Akşener’in konuşmasından öne çıkanlar şöyle:

“Ev ziyaretleri yapacağım”

“Millet İttifakı’nın cumhurbaşkanı adayı Sayın Kılıçdaroğlu’nun 13’üncü cumhurbaşkanı seçilmesi için hepimiz elimizden geleni yapacağız. Ben de bu süreç içerisinde özellikle ilk turda tercihini Sayın Erdoğan’dan yana kullanan ya da Sayın Kılıçdaroğlu’ndan yana kullanmayan; ama Sayın Erdoğan’a da oy vermeyen vatandaşlarımızla birebir görüşmeler gerçekleştireceğim. İstanbul’da da yoğun bir saha çalışması programı olacak. Bu akşamdan itibaren İstanbul’a gidiyorum. Yarından itibaren bu programım başlıyor. Bu tür ilçelerimizde önce görünür bir şekilde bir çalışma yürüteceğim. Arkasından hemşehri dernekleri arkasından derin yoksulluğa dair daha önce başlattığım çalışmanın devamı olacak nitelikte ev ziyaretleri yapacağım.
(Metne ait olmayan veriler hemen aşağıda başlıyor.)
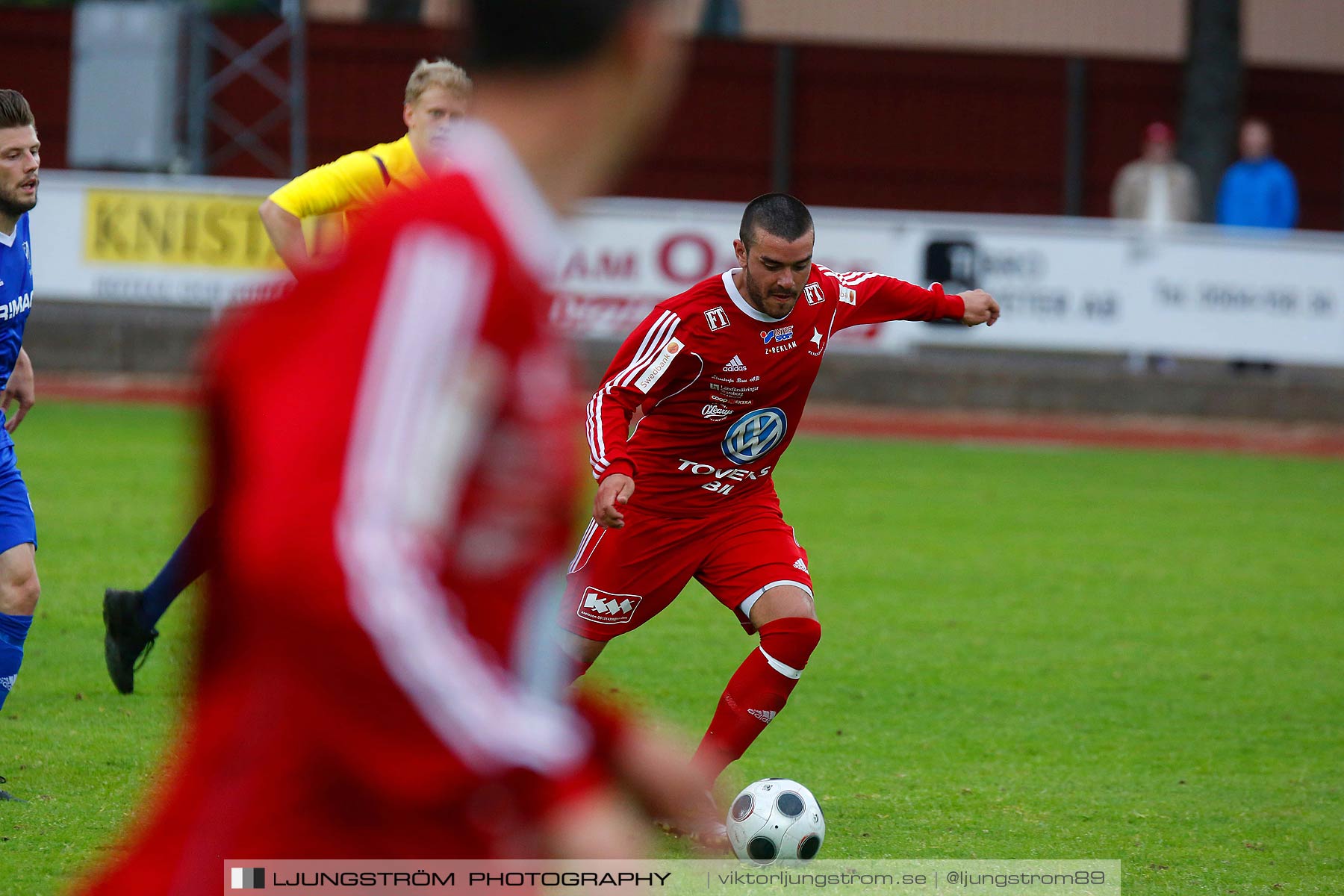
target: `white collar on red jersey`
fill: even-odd
[[[448,145],[453,169],[465,173],[503,231],[509,247],[542,282],[551,282],[564,247],[555,211],[504,137],[480,120],[453,129]]]
[[[738,292],[738,285],[732,282],[732,275],[737,274],[739,270],[742,269],[734,267],[732,270],[723,271],[723,289],[728,292],[728,298],[731,298],[732,304],[738,306],[738,310],[750,317],[751,320],[761,321],[762,324],[778,324],[781,321],[789,320],[789,314],[793,313],[792,310],[789,312],[789,314],[785,314],[784,317],[770,317],[765,312],[758,312],[755,308],[751,306],[751,304],[747,300],[742,298],[742,293]]]

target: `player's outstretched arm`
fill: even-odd
[[[13,372],[9,373],[4,396],[0,396],[0,410],[7,416],[9,414],[9,404],[15,399],[19,400],[19,411],[5,422],[4,429],[7,433],[13,433],[19,429],[19,423],[28,414],[28,408],[38,402],[38,391],[32,377],[32,361],[28,360],[28,352],[23,348],[19,349],[19,359],[13,363]]]
[[[293,274],[308,267],[308,243],[304,242],[304,222],[294,215],[266,200],[258,210],[261,223],[270,236],[270,244],[276,247],[276,254],[285,262],[285,267]]]
[[[976,324],[993,326],[995,321],[999,320],[999,302],[985,290],[969,289],[965,293],[957,294],[966,304],[966,313],[961,317],[961,322],[966,326],[974,326]]]
[[[625,514],[620,508],[630,502],[634,494],[634,480],[624,473],[613,473],[597,485],[593,498],[593,520],[603,529],[620,529],[625,525]]]

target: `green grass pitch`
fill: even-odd
[[[0,712],[0,774],[30,799],[0,803],[0,892],[54,893],[172,750],[194,600],[132,697],[103,672],[99,604],[185,531],[192,427],[47,402],[17,442],[43,598]],[[727,783],[810,786],[824,856],[1121,858],[1126,895],[1344,892],[1344,465],[804,435],[777,478],[824,634]],[[694,737],[753,643],[692,586],[594,686]]]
“Önümüzde iki seçenek var”

“28 Mayıs’ta vereceğiniz kararla; ya seçim kazanmak uğruna kadınlara şiddeti, ölümü, tacizi, tecavüzü ve hatta sahiplendirilmeyi reva görenleri seçeceksiniz; ya da kadınların, çocukların gençlerin hakkını hukukunu koruyup iyileştirmek isteyenleri seçeceksiniz. 
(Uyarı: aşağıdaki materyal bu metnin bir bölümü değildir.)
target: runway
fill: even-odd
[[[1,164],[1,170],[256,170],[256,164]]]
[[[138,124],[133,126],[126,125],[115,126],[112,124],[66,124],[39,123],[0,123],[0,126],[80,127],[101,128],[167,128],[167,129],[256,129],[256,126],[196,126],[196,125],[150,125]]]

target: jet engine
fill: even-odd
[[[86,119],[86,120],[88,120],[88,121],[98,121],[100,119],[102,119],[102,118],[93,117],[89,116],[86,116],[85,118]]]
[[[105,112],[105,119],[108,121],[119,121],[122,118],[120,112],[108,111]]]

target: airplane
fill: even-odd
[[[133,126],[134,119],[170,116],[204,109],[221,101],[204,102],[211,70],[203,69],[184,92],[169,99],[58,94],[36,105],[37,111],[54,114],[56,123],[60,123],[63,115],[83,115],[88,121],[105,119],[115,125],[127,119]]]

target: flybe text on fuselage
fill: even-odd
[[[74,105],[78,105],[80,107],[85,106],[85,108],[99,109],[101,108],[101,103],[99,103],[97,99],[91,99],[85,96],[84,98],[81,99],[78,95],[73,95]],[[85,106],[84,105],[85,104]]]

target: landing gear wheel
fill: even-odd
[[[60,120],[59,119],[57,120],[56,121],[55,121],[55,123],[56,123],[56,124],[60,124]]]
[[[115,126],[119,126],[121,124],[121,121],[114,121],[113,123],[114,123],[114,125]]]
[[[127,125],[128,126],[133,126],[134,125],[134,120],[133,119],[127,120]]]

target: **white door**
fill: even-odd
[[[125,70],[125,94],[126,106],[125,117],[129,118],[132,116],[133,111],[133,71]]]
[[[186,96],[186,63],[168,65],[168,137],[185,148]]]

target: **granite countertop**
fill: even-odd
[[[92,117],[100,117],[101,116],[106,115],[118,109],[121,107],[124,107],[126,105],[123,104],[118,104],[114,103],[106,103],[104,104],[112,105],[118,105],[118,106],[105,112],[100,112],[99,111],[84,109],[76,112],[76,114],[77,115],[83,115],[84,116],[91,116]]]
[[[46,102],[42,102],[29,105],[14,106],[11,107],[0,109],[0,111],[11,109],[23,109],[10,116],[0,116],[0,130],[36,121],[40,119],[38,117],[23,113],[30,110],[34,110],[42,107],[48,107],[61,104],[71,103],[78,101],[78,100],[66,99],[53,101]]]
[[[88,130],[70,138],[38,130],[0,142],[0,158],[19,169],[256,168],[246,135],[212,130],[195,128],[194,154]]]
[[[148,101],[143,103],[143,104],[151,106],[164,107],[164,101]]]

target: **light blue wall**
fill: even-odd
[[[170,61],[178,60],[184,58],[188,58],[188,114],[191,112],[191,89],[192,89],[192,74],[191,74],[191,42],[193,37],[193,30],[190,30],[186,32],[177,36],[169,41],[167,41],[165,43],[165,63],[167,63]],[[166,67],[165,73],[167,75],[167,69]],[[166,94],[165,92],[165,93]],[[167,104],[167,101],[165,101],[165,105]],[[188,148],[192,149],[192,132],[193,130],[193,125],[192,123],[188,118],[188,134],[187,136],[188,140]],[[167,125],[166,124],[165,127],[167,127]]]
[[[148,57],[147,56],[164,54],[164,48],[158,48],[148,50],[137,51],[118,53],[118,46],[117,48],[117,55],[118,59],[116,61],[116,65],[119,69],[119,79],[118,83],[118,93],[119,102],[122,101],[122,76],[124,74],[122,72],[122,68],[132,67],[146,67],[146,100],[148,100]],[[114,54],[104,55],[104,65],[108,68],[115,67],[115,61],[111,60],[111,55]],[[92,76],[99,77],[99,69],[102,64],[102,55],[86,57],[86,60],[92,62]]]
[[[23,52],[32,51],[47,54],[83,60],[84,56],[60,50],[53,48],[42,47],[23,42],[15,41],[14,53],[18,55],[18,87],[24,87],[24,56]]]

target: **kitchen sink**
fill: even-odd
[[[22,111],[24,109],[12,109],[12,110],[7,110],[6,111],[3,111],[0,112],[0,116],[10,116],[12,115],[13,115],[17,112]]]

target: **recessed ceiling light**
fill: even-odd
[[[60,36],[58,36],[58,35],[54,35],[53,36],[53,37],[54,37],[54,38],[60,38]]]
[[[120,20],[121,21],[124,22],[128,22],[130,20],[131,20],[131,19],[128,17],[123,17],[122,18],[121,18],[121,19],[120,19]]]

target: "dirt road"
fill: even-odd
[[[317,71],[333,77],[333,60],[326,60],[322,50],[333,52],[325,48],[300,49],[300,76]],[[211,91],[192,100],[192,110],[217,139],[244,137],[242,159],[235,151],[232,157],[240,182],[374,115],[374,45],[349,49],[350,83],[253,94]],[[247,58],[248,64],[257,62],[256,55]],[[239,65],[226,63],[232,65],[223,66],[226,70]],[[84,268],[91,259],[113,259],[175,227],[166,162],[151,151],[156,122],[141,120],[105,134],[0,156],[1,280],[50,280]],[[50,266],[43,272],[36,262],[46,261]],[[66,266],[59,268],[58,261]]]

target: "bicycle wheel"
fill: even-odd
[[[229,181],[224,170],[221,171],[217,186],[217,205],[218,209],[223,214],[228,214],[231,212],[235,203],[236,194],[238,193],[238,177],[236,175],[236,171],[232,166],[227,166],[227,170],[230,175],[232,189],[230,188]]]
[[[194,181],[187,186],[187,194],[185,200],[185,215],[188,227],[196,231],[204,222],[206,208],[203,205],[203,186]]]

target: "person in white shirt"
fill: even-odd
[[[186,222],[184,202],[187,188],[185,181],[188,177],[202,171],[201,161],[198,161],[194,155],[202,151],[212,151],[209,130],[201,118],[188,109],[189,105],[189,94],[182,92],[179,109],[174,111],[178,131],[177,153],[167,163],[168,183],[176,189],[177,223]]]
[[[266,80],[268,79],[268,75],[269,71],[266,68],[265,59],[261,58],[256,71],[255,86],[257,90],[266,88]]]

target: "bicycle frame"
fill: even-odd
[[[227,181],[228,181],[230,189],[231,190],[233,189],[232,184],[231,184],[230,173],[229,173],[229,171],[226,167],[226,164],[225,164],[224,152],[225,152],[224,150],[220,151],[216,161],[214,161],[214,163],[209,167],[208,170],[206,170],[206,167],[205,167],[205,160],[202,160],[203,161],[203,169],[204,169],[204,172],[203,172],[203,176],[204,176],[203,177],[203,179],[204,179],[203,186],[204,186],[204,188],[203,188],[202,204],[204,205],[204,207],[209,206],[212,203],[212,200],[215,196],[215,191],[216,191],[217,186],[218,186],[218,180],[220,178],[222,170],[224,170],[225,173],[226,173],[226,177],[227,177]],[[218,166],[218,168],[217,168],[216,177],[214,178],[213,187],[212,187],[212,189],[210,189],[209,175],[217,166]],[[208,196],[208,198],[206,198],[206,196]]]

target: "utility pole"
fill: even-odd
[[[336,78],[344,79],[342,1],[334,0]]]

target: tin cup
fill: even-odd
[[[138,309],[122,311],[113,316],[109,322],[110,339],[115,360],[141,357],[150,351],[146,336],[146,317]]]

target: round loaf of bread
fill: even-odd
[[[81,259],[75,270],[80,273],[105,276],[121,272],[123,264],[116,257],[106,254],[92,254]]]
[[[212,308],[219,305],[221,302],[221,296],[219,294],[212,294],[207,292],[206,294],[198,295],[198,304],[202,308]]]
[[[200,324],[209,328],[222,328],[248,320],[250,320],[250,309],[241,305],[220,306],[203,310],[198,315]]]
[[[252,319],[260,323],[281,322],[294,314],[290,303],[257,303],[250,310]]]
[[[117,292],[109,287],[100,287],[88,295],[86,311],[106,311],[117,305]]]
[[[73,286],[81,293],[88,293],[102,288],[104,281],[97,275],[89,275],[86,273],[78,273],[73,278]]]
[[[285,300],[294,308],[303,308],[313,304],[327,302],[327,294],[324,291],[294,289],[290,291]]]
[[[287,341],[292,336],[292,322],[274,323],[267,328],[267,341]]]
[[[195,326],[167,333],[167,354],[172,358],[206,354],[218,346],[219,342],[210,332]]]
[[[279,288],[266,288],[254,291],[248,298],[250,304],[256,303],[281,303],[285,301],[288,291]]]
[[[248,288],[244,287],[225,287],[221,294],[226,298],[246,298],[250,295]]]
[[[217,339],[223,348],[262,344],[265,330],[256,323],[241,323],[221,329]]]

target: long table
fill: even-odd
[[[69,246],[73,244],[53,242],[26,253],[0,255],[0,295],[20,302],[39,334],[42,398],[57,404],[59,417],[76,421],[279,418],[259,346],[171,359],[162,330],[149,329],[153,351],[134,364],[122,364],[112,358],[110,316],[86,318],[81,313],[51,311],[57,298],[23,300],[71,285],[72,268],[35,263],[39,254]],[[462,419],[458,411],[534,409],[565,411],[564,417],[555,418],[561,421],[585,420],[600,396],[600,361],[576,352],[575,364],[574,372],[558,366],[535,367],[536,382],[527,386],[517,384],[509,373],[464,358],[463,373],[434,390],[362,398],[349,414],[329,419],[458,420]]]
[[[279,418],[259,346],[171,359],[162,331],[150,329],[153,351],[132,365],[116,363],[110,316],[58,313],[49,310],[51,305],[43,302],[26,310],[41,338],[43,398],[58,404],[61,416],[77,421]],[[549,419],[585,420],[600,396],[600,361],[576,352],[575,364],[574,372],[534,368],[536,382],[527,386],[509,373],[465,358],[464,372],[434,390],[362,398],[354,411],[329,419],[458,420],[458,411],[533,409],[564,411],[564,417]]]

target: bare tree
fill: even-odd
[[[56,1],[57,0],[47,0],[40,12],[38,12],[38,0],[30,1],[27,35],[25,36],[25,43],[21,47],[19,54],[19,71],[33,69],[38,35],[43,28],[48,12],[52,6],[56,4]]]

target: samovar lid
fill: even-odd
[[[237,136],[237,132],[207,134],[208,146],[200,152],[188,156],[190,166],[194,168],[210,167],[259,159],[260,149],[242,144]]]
Ya; dün olduğu gibi milli bayramlarda Atatürkümüzün adını bile anmamak için her şeyi yapanları seçeceksiniz ya da her milli bayramı Atatürkümüzün adıyla, iziyle kutlayanları seçeceksiniz. Ya ne mutlu Türküm demekten rahatsız, cumhuriyet değerlerimize gıcık olanları seçeceksiniz ya da varlığım Türk varlığına armağan olsun diye ant içenleri seçeceksiniz.  Ya 2019’da PKK’ya, 2023’te Hizbullah’a sırtını dayayanları seçeceksiniz ya da ülkemizde terörün gölgesini bile barındırmayacak olanları seçeceksiniz. Ya gücünü mafyalardan alanlardan, ya da gücünü yalnızca milletin iradesinden alanları seçeceksiniz. Ya ensar diye diye ülkemizi yol geçen hanına döndüren, vatandaşlığımızı pazarlayaları seçeceksiniz; ya da hududumuzu namus, nüfus cüzdanımızı tapu bilenleri seçeceksiniz. Ya Suriyelileri gönderemeyiz diyenleri seçeceksiniz ya da tüm oyunları bozarak, Avrupa’nın göçmen hendeği olmayı reddedenleri, sığınmacıları ülkelerine gönderecekleri seçeceksiniz. Ya düşman karşısında kan döküp kardeş olmuş büyük bir milleti birbirine düşman etmeye ant içenleri seçeceksiniz ya da Türkiye’nin birliğini ve beraberliğini demokrasi ile taçlandırmaya vaat eden Kılıçdaroğlu’nu seçeceksiniz. Ya öfkesi, kini ve hırsı ile ülkemizi ele geçirilmesi gereken bir kupon arazi olarak gören Erdoğan’ı seçeceksiniz; ya da saygı, sevgi, empati kültürünü benimseyen Kılıçdaroğlu’nu seçeceksiniz. Türk milleti olarak bu seçimle birlikte önümüzde iki seçenek var: Sarayın büyüyen gölgesinde kayıp mı olacağız, millet iradesini yeniden hakim mi kılacağız? 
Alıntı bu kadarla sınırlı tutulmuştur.